The hotel was built in 1842 as a house
for a man named Antonis Dimitriou, a wealthy Greek from Trieste, Italy, whose
family originated on the island of Limnos. He was one of many Greeks and
foreigners from abroad who came to Greece after the country was freed
from the Ottoman's just twelve years before. At the time Athens was a little
podunk town of unpaved streets, dusty in the summer and a sea of mud in
the winter. It was not taken seriously as the capital because people believed
that the real capital of Greece would be in Constantinople and Athens was
only a temporary stop on the journey there from the original capital at
Nafplio. But little by little mansions were built and Athens began to look
like a real capital. A foreign visitor described the Dimitrious mansion
as "second in size only to the palace, but surpassing it in luxury".
In 1874 Stathis Lampsas, a Russian born
Greek whose ancestors had come from Kalavrita who had been the King's cook
at the palace next door, went into partnership with Savas Kendros, owner
of the Grande Bretagne hotel on the corner of Karageorgi Servias and Stadiou,
and with an 800,000 drachma loan bought and restored the Dimitriou mansion
and named it the Grande Bretagne.
Having a hotel so luxurious that Kings
and dignitaries would feel comfortable in a city like Athens where chickens
ran lose in the streets and water shortages were a common occurrence was
a difficult task to say the least. Sometimes employees had to bring the
water in tin cans from horse-pulled water carriages and despite the hotel
being considered luxurious by even European standards, there were only
2 bathrooms to accommodate the eighty beds. In 1888 after the death of
Savas Kendros, Stathis Lampsas installed electricity in the hotel when
Athens got it's first generator.
The hotel was also a center of intrigue,
where alliances were made and broken, where spies and agents slept and
governments formed and torn down. It's ballroom was the center of ceremonies,
festivals and social gatherings. By the nineteen hundreds the streets of
Athens were paved, horse-drawn trams were replaced by electric ones and
there was even a train from the center to the harbor of Pireaus. By then
the Grande Bretagne had running water, central heating, telephones and
elevators.
With the establishment of the Republic
in 1924 the Grande Bretagne became the central meeting place for the Greeks
and foreigners who were shaping the political, economic and social life
of the country. Industrialists, ship owners, judges, diplomats, government
officials and journalists gathered daily in it's reception rooms while
in it's elegant apartments famous foreigners stayed and in some cases lived.
The new wing on Panepistimiou was built in 1930 to accommodate the presidents
and kings, symphonies and delegations which came to Athens.
During World War Two the Grande Bretagne
was taken over by the General Staff and all the guests asked to leave.

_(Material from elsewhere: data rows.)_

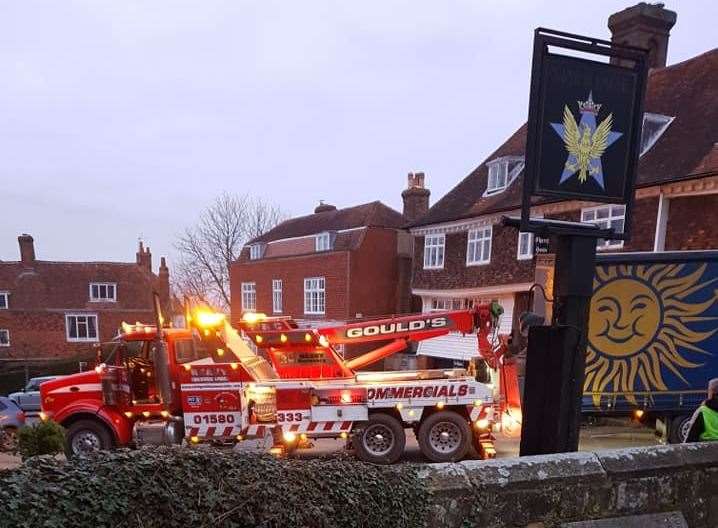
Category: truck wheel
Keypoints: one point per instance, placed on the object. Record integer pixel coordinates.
(8, 439)
(380, 440)
(679, 428)
(444, 437)
(87, 436)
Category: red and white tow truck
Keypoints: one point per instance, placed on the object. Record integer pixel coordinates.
(207, 383)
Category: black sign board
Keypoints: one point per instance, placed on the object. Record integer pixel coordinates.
(585, 119)
(542, 245)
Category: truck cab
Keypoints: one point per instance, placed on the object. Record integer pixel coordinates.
(133, 396)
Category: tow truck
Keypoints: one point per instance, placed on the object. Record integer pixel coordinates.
(210, 382)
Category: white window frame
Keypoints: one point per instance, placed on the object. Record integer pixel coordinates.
(249, 296)
(497, 171)
(255, 251)
(322, 242)
(476, 239)
(105, 285)
(315, 296)
(434, 251)
(590, 215)
(663, 120)
(530, 246)
(496, 167)
(443, 304)
(87, 317)
(277, 295)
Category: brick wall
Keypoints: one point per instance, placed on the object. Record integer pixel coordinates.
(504, 267)
(41, 293)
(643, 229)
(36, 334)
(374, 288)
(292, 271)
(692, 223)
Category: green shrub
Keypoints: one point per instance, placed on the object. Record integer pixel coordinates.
(43, 438)
(181, 487)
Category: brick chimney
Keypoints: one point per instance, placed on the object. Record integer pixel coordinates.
(415, 196)
(143, 257)
(163, 288)
(323, 208)
(27, 249)
(645, 26)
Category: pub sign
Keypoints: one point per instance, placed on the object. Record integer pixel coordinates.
(585, 118)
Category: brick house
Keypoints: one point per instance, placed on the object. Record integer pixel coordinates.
(58, 310)
(333, 265)
(462, 253)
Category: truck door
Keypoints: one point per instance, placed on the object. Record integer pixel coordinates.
(129, 381)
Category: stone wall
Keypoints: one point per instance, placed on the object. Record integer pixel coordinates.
(549, 490)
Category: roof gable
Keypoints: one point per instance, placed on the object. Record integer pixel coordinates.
(687, 91)
(373, 214)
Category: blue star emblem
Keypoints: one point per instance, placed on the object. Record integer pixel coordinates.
(585, 142)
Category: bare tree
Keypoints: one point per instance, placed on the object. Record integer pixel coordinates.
(208, 248)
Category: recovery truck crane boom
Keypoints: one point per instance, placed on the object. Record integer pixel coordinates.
(162, 385)
(448, 409)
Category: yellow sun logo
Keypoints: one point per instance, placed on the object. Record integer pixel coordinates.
(641, 326)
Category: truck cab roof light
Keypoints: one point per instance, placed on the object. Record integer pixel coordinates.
(207, 319)
(253, 317)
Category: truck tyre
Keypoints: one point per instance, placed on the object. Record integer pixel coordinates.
(444, 436)
(87, 436)
(8, 439)
(380, 440)
(679, 428)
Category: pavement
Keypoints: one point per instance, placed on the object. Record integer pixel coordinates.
(612, 435)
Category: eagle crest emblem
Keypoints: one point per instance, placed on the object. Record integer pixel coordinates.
(585, 141)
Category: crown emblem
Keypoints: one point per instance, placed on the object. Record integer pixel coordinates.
(589, 106)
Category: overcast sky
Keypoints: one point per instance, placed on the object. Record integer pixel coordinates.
(122, 118)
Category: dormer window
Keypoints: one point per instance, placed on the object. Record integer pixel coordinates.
(256, 251)
(323, 242)
(502, 172)
(103, 292)
(654, 125)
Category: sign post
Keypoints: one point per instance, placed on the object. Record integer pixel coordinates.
(584, 126)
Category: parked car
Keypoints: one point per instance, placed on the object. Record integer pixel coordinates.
(29, 398)
(11, 419)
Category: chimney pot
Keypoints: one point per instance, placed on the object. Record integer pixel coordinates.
(27, 249)
(415, 196)
(644, 26)
(143, 257)
(323, 208)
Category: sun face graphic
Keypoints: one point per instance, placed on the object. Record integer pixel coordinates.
(641, 326)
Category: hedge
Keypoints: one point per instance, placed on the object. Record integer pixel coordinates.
(181, 487)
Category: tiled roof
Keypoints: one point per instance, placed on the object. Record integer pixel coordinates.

But when Athens fell to the Nazis April 28 1941 it became the headquarters
of the third Reich and filled with hundreds of officers. For three years
the Nazis lived in the hotel with regular visits by Goering and Himmler.
Rommel and Hitler even stayed here on the eve of the Soviet invasion of
1941. During this period there was much famine, hardship and terror and
Athens breathed a sigh of relief when the Germans left and the hotel became
the headquarters of the British Expeditionary Force in the autumn of 1944.
But Peace was short-lived as civil war
broke out between the Greek army and the communist resistance who controlled
most of Athens with the exception of the Grande Bretagne. The hotel became
the scene of conferences between the government of George Papandreau and
the British delegations headed by Harold Macmillan and later by Winston
Churchill and Anthony Eden. The Grande Bretagne was a combination fortress
and refugee camp with machine-guns set up in the entrance, windows and
hallways, while the rooms were given to the fifteen hundred homeless
people who were crammed into the hotel.
In 1956 after the end of the civil war,
four more stories were added to the hotel. In the years to follow the Grande
Bretagne witnessed numerous demonstrations, election rallies, military
parades and military coups. When the Junta of April 1967 collapsed
in July 1974 it was at the Grande Bretagne where Constantine Karamanlis
lived for four months while he formed the new government in his 5th floor
suite and the same year Arch Bishop Makarios addresses the Greek people
from a second floor balcony on his way back to Cyprus after his near assassination
and the Turkish invasion and occupation of the island.
Since being converted from the most luxurious
mansion in Athens into one of the most respected and elegant hotels in
the world the Grande Bretagne has had among it's guests over 40 kings,
queens and heads of state. This is where all international leaders come
and nearly all official banquets take place here, the gourmet food served
with fine porcelain and crystal and nineteenth century gold silverware.
While Athens has changed the Grande Bretagne continues offering a standard
of elegance that all but disappeared from the world a century ago.
In 2003 the Grande Bretagne underwent
the most extensive rennovations in it's long history and there is
no longer much doubt that the Grande Bretagne is not only
the most elegant but also the best hotel in Athens.